Our dogs have very little opportunity for choice in their lives in today’s world. We control what and when they eat, when they play, when and where they can go to the bathroom, and where they sleep. We expect them to walk politely on leash without exploring the rich and fascinating world around them, and want them to lie quietly on the floor for much of the day. Compare this to how dogs used to live: running around the farm, chasing squirrels at will, eating and rolling in deer poop, chewing on sticks, digging in the mud, swimming in the pond, following the tractor…
Noted behaviorist and Utah State University psychology professor Dr. Susan Friedman says, “The power to control one’s own outcomes is essential to behavioral health.”
There’s a good likelihood that our dogs’ lack of choice is at least partly responsible for the amount of stress we are seeing in many of our canine companions these days, and some of the resulting behavior challenges. Imagine how stressed you would be if your life was as tightly controlled as your dog’s!
You can introduce choice to your dogs by teaching a “You Choose” cue:
1. Select a very high-value and very low-value treat.
2. Show high-value treat to your dog and name it: Meat, Beef, Chicken, High, etc. Let him eat it. Repeat several times.
3. Show the low-value treat to your dog and name it: Kibble, Milkbone, Low, etc. Let him eat it. Repeat several times.

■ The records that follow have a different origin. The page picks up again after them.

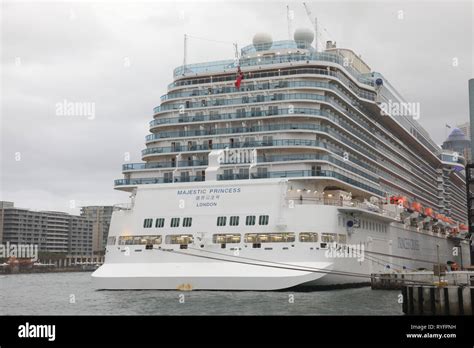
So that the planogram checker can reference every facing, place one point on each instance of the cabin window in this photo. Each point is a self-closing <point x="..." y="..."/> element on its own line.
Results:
<point x="179" y="239"/>
<point x="147" y="223"/>
<point x="263" y="220"/>
<point x="270" y="237"/>
<point x="250" y="220"/>
<point x="221" y="220"/>
<point x="160" y="222"/>
<point x="234" y="221"/>
<point x="187" y="222"/>
<point x="174" y="222"/>
<point x="309" y="237"/>
<point x="328" y="237"/>
<point x="226" y="238"/>
<point x="140" y="240"/>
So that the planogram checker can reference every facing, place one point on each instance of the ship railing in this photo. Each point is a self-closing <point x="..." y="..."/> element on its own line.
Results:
<point x="374" y="208"/>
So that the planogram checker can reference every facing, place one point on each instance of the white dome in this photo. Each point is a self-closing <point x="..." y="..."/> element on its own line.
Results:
<point x="303" y="37"/>
<point x="262" y="41"/>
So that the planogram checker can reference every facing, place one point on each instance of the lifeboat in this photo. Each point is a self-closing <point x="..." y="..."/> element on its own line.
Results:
<point x="401" y="201"/>
<point x="429" y="212"/>
<point x="416" y="207"/>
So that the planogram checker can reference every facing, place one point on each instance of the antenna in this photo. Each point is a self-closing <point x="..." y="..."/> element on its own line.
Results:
<point x="315" y="24"/>
<point x="185" y="51"/>
<point x="289" y="18"/>
<point x="236" y="49"/>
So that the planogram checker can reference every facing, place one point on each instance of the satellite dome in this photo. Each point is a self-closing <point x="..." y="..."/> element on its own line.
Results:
<point x="303" y="37"/>
<point x="262" y="41"/>
<point x="457" y="135"/>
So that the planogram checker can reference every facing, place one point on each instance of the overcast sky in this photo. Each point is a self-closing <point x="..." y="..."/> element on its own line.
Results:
<point x="120" y="56"/>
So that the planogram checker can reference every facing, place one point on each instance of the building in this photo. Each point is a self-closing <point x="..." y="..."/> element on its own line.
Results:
<point x="459" y="142"/>
<point x="52" y="231"/>
<point x="100" y="217"/>
<point x="466" y="129"/>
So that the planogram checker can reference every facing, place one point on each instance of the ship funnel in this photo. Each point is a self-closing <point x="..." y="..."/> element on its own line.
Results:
<point x="262" y="41"/>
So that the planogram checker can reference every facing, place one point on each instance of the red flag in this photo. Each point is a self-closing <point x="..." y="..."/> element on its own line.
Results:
<point x="239" y="79"/>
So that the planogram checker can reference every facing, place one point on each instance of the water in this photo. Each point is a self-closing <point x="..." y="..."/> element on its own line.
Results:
<point x="53" y="294"/>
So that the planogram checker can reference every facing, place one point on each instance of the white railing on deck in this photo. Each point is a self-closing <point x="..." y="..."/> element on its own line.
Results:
<point x="342" y="203"/>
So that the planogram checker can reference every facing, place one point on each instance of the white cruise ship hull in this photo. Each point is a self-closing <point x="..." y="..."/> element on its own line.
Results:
<point x="384" y="244"/>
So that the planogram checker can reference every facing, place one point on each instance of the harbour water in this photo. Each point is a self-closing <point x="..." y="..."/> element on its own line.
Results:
<point x="73" y="294"/>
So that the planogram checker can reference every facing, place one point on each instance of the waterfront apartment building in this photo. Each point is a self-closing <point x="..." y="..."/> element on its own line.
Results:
<point x="100" y="217"/>
<point x="52" y="231"/>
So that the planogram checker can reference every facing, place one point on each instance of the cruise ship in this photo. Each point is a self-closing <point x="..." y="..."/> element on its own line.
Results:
<point x="286" y="166"/>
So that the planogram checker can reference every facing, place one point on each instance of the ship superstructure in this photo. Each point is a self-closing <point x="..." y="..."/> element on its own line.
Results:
<point x="255" y="167"/>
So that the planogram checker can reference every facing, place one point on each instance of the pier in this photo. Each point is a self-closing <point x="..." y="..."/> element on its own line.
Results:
<point x="67" y="264"/>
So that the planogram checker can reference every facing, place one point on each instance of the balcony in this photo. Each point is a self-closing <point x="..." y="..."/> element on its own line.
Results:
<point x="167" y="164"/>
<point x="261" y="175"/>
<point x="162" y="180"/>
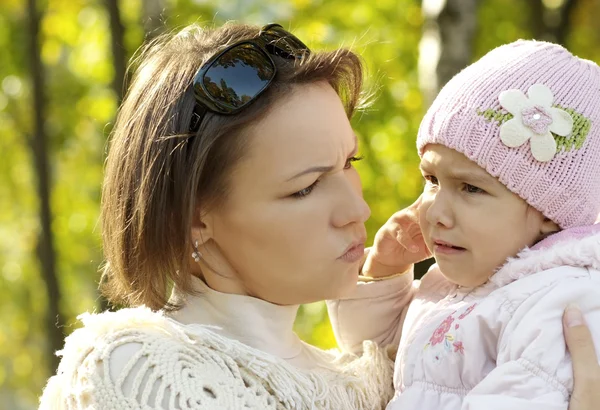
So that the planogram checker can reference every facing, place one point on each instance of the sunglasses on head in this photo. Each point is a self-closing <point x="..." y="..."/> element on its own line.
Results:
<point x="233" y="78"/>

4. Now tell him to “Wait,” say your high-value name, put the high-value treat in one bowl and show it to him in one hand, then name your low-value treat, put it in a different bowl, and show it to him in your other hand. Place both bowls on the floor at your feet at the same time, about six inches apart. Repeat “Wait” if needed, to keep him from eating it. (If your dog doesn’t have a good “Wait” behavior, either have someone hold his collar or leash, or teach him to “Wait.”
5. Now say “You choose!” “Pick one!” (or whatever you want your “Choice” cue to be) and invite him to choose a bowl. While he eats that treat, quickly pick up the other bowl so he doesn’t eat that treat also.
6. Repeat numerous times, putting high-value/low-value randomly on alternate sides, until it’s clear he’s realizing he can choose his preference. (You might be surprised to discover what you think is higher value for him – may not be!)
Watch for “side-preference”
If your dog always eats the treat from the bowl on the same side regardless of which treat is in it, your dog has a strong “side preference” – like a left-handed or right-handed person. You can overcome this by putting your high-value treat on his non-preferred side, and his low-value treat on his preferred side far off to the side, and doing lots of repetitions, very gradually bringing the preferred-side treat closer and closer. When he will continue to choose the high-value treat even when the low-value treat is close, go back to switching them randomly.
Now that your dog understands the concept of choice, you can use it in a variety of situations. Take him in the vicinity of your back door and say, “Want to go out? You Choose!” If he gets happy and moves toward the door he is saying “Yes!” and you can open the door, say “Okay, go!” and let him out (assuming your yard is fenced!). If he looks away, stays calm or otherwise indicates that he’s not excited about the prospect of going out you can say, “Never mind,” and close the door, keeping him in the house with you.
Perhaps you’re going for a walk and the path divides. Stop, have him sit at the fork in the path, say “You choose!” and let him pick which way he wants to go. Offer him two toys and say “You choose!” so he gets to pick which toy he wants to play with. Put some serious thought into other ways to give him choices, and incorporate as many as you can into his world. As Dr. Friedman reminds us, the more he can control his own outcomes, the more behaviorally healthy he is likely to be.